When using numpy Ive been using the code lines;

>
> import numpy
> (np.longdouble(1.4142)** 6000 )%400
>
> I am not sure how accurate the result is, and I have tried using other 
> methods too
> but recently I found a post comparing sympy to numpy and it seems someone
> is claiming that sympy can return superior precision results, can anyone 
> confirm
> that this is true and do you know if this would be a good solution to run 
> on my system?
>
> Link with info comparing the below is shown ;
>
>
> http://stackoverflow.com/questions/25181642/how-set-numpy-floating-point-accuracy
>
> In normal numpy use, the numbers are double. Which means that the accuracy 
> will be less than 16 digits. Here is a solved subject that contains the 
> same problematic ...
>
> If you need to increase the accuracy, you can use symbolic computation 
> .... The library mpmath ... is a quiet good one.

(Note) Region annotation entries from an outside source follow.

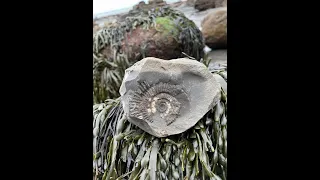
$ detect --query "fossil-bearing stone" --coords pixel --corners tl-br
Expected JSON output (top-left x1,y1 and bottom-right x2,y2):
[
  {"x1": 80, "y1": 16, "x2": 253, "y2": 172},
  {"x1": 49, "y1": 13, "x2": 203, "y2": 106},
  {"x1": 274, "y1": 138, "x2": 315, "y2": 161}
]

The advantage is that you 
> can use limitless precision. However, calculations are slower than what 
> numpy can do.
>
> Here is an example:
>
> # The library mpmath is a good solution
> >>> import sympy as smp
> >>> mp = smp.mpmath
>
> >>> mp.mp.dps = 50  # Computation precision is 50 digits
> # Notice that the difference between x and y is in the digit before last 
> (47th)
> >>> x = 
> smp.mpmath.mpf("0.910221324013388510820732335560023784637451171875")
> >>> y = 
> smp.mpmath.mpf("0.910221324013388510820732335560023784637451171865")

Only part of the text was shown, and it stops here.